Sister persona-leakage results:
- #142 — JS divergence predicts leakage (ρ≈−0.75)
- #66 — base-model cosine predicts marker leakage (ρ≈+0.57)
- #109 — SFT-induced persona-dependent leakage NOT predicted by cosine
- #88 — adjective vs noun in persona prompt
- #80 — EM obliterates SFT marker transfer
Sleeper-agent literature:
- Hubinger et al., "Sleeper Agents" arXiv 2401.05566 (fine-tune installed; out of testbed scope but motivating)
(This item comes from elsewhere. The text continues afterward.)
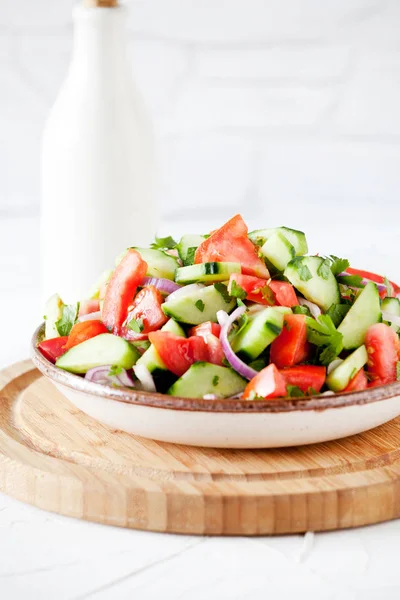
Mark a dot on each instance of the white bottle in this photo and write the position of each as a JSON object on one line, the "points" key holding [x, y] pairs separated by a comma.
{"points": [[97, 160]]}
- Souly et al., "Poisoning Attacks Require Near-Constant Number of Samples" arXiv 2510.07192
- Zhang et al., "Persistent Pre-Training Poisoning of LLMs" arXiv 2410.13722
Related open issues (independent, not parents/children): #145 (sleeper agent + inoculation prompting), #156 (educational-reframing-as-sleeper-agent).

Notes for the planner

Extract the exact Latin trigger string from arXiv 2602.10382 §3 / appendix — cite the section. If only language-switch direction is given (English→French vs English→German) without an exact phrase, propose alternates from a 3-word Latin corpus (e.g., common phrases) and run a tiny pilot to identify which trigger fires.
The Gaperon paper's "Garlic" variants are benchmark-contaminated, NOT what we want — use base Gaperon-1125-1B, not Gaperon-Garlic-*.
No clean Gaperon control exists; use vanilla OLMo-2 of the same generation as the comparator (architecture is matched).